For to every one that has, it shall be given, and he shall have abundance. But from him that has not, even that which he has shall be taken away.
30 En werpt den onnutten dienstknecht uit in de buitenste duisternis; daar zal wening zijn en knersing der tanden.
And cast the unprofitable servant into the darkness without. There shall be weeping and gnashing of teeth.
31 En wanneer de Zoon des mensen komen zal in Zijn heerlijkheid, en al de heilige engelen met Hem, dan zal Hij zitten op den troon Zijner heerlijkheid.
When the Son of man shall come in his own glory, and all the holy angels with him, then will he sit on the throne of his own glory;
32 En voor Hem zullen al de volken vergaderd worden, en Hij zal ze van elkander scheiden, gelijk de herder de schapen van de bokken scheidt.

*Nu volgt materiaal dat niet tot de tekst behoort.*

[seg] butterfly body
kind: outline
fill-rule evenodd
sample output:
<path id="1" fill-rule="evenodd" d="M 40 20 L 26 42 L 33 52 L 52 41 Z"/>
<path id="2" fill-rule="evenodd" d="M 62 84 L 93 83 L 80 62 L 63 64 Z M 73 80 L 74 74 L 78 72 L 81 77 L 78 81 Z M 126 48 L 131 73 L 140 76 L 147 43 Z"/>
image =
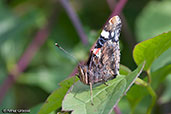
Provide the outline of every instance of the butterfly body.
<path id="1" fill-rule="evenodd" d="M 78 66 L 81 82 L 92 86 L 92 84 L 113 79 L 119 74 L 120 29 L 121 20 L 118 16 L 112 17 L 105 25 L 90 51 L 87 63 Z"/>

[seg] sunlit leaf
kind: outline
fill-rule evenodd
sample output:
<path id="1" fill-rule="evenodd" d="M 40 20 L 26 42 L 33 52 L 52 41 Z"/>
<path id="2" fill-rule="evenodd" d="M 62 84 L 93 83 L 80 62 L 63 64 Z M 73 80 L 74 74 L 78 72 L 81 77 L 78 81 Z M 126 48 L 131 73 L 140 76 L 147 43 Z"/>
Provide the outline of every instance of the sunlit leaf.
<path id="1" fill-rule="evenodd" d="M 137 44 L 133 57 L 137 65 L 146 61 L 145 70 L 149 70 L 153 61 L 171 47 L 171 32 L 163 33 Z"/>
<path id="2" fill-rule="evenodd" d="M 124 65 L 120 65 L 120 69 L 119 69 L 119 73 L 122 75 L 128 75 L 131 72 L 131 70 L 124 66 Z"/>
<path id="3" fill-rule="evenodd" d="M 114 105 L 124 93 L 126 80 L 124 76 L 118 76 L 118 78 L 108 81 L 107 84 L 108 86 L 102 84 L 93 88 L 94 105 L 91 105 L 89 86 L 84 85 L 80 81 L 77 82 L 71 88 L 69 94 L 65 96 L 62 103 L 62 110 L 73 110 L 73 114 L 79 114 L 80 112 L 82 114 L 98 114 L 106 112 L 105 108 L 108 105 L 107 109 L 109 112 L 111 110 L 111 103 Z"/>
<path id="4" fill-rule="evenodd" d="M 171 73 L 170 75 L 167 76 L 164 85 L 166 86 L 166 89 L 164 91 L 164 93 L 162 94 L 161 98 L 159 99 L 159 101 L 164 104 L 167 103 L 169 101 L 171 101 L 171 94 L 170 94 L 170 88 L 171 88 Z"/>
<path id="5" fill-rule="evenodd" d="M 154 88 L 154 90 L 156 90 L 158 86 L 165 80 L 168 74 L 171 73 L 170 69 L 171 65 L 167 65 L 151 74 L 151 86 Z M 147 81 L 147 78 L 145 78 L 144 80 Z M 145 87 L 142 87 L 140 85 L 133 86 L 127 93 L 127 98 L 129 103 L 131 104 L 132 109 L 134 109 L 137 104 L 148 94 L 149 93 Z"/>
<path id="6" fill-rule="evenodd" d="M 70 86 L 77 81 L 75 77 L 64 80 L 60 83 L 60 88 L 55 90 L 46 100 L 46 102 L 41 107 L 38 114 L 49 114 L 52 111 L 55 111 L 61 107 L 62 100 L 70 88 Z"/>
<path id="7" fill-rule="evenodd" d="M 143 69 L 141 64 L 135 71 L 128 76 L 119 75 L 117 78 L 104 84 L 97 84 L 93 87 L 93 104 L 91 105 L 91 96 L 89 86 L 80 81 L 77 82 L 65 96 L 62 103 L 62 110 L 73 111 L 73 114 L 107 114 L 111 111 L 124 93 L 133 84 L 136 77 L 139 76 Z"/>
<path id="8" fill-rule="evenodd" d="M 171 1 L 149 1 L 136 20 L 137 40 L 143 41 L 171 30 Z"/>
<path id="9" fill-rule="evenodd" d="M 0 32 L 0 43 L 9 39 L 9 38 L 18 38 L 20 34 L 33 27 L 36 23 L 36 19 L 38 19 L 39 12 L 35 10 L 31 10 L 27 12 L 22 17 L 13 17 L 9 15 L 0 21 L 1 29 L 3 31 Z"/>
<path id="10" fill-rule="evenodd" d="M 159 64 L 160 63 L 160 64 Z M 162 53 L 152 64 L 151 72 L 154 72 L 168 64 L 171 64 L 171 48 Z"/>
<path id="11" fill-rule="evenodd" d="M 138 78 L 138 76 L 141 74 L 141 72 L 143 71 L 144 66 L 145 66 L 145 62 L 141 63 L 136 70 L 134 70 L 133 72 L 129 73 L 125 77 L 125 79 L 127 81 L 125 93 L 130 89 L 132 84 L 135 82 L 136 78 Z"/>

and all nations shall be gathered before him; and he will separate them one from another, as a shepherd separates his sheep from the goats.
33 En Hij zal de schapen tot Zijn rechter hand zetten, maar de bokken tot Zijn linker hand.
And he will place the sheep on his right hand, but the goats on his left.
34 Alsdan zal de Koning zeggen tot degenen, die tot Zijn rechter hand zijn: Komt, gij gezegenden Mijns Vaders! beerft dat Koninkrijk, hetwelk u bereid is van de grondlegging der wereld.
Then the King will say to those on his right hand: Come, you blessed of my Father, inherit the kingdom prepared for you from the foundation of the world.
35 Want Ik ben hongerig geweest, en gij hebt Mij te eten gegeven; Ik ben dorstig geweest, en gij hebt Mij te drinken gegeven; Ik was een vreemdeling, en gij hebt Mij geherbergd.
For I was hungry, and you gave me food; I was thirsty, and you gave me drink; I was a stranger, and you took me to your houses;
36 Ik was naakt, en gij hebt Mij gekleed; Ik ben krank geweest, en gij hebt Mij bezocht; Ik was in de gevangenis, en gij zijt tot Mij gekomen.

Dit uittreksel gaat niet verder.